Second rant: Try carrying around a 6 pound watermelon and storing water like a camel traveling through the Arabian dessert. You'd have a touch of exhaustion in your breath, too. Or just exhausted from everyone pointing out the obvious to you...
(2) "You look like (insert celebrity or widely known individual)..." - Unless you are about to tell someone they look like Brad Pitt or Giselle Bundschen (or some other universally attractive person), don't do the
" you know who you look like" thing to someone. Chances are - unless you're giving the person the compliment of the century, the recipient will not be as flattered as you think. Case in point: I've gotten Anna Kournikova many moons ago... not bad, I'll take it. I get Cameron Diaz ALOT. I'll take it, though I know she's not universally appealing. Back in my former life, I've gotten Daniella Pestova (former Victoria's Secret model)... I think the person who said that to me was roofy-ed but I'll take it and put it in my back pocket, thank you. The ones I've gotten and despise: Jennifer Garner... Ok, on Alias they could make her look hot. In real life, she's plain. No one ever wants to be compared to plain. Second, and this one kills me... is Kate Winslet. I wanted to cringe when someone told me that. She's not unfortunate looking in the least, and nor is Jennifer Garner. It's just not the type of comment someone is clamoring to hear. Case in point: to make someone's day: tell them they look like a real foxy movie star or model (and of course, mean it). To break someone's day: tell someone they look like an ordinary person, and in most cases, don't we all?

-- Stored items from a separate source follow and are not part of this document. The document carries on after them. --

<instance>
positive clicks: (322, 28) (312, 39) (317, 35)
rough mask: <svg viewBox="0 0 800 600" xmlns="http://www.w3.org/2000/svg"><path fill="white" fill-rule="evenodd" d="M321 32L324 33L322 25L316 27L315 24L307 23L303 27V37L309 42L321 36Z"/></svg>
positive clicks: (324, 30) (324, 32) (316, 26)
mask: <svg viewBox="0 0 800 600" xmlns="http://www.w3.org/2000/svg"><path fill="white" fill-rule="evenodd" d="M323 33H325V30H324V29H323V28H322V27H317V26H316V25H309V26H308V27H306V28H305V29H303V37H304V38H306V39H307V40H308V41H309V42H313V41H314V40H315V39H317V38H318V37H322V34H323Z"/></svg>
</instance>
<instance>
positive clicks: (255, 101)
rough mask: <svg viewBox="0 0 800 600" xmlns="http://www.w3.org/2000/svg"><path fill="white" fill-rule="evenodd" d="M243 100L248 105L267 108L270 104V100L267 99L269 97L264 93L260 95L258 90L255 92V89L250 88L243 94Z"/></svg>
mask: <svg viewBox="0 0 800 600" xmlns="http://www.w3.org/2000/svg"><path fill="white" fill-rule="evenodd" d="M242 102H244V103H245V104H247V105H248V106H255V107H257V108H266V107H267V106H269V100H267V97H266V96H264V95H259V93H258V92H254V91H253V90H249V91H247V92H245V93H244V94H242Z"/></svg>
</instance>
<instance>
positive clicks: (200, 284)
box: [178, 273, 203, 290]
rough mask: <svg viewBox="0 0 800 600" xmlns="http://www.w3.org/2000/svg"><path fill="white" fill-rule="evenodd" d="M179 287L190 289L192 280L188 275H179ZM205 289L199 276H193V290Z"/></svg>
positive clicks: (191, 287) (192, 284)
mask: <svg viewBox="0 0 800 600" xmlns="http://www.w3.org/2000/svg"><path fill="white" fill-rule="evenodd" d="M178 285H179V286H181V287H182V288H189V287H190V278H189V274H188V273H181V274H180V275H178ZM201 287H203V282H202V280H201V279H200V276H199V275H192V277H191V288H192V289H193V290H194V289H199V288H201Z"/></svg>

(3) "How far along are you?" - Well in my case, this is an obvious question because I DO look pregnant now. However, in general... one must never ask the question to a stranger about when they are due, or other things pertaining to someone appearing pregnant. Face it, there are body types walking around daily that look like they are "with child" but you dare not say anything or else you could end up with a foot inserted in your trap! Second, there are several body types walking about that have just given birth, too, and probably can't stand the question "when are you due" when they have just birthed an 8 pounder a few weeks ago. So the safe bet is to keep your mouth shut. Always.
I think I am done with Wednesday's rants. So when in doubt, close your pout.
That's all for now. More glamorous things to discuss later ~ xo.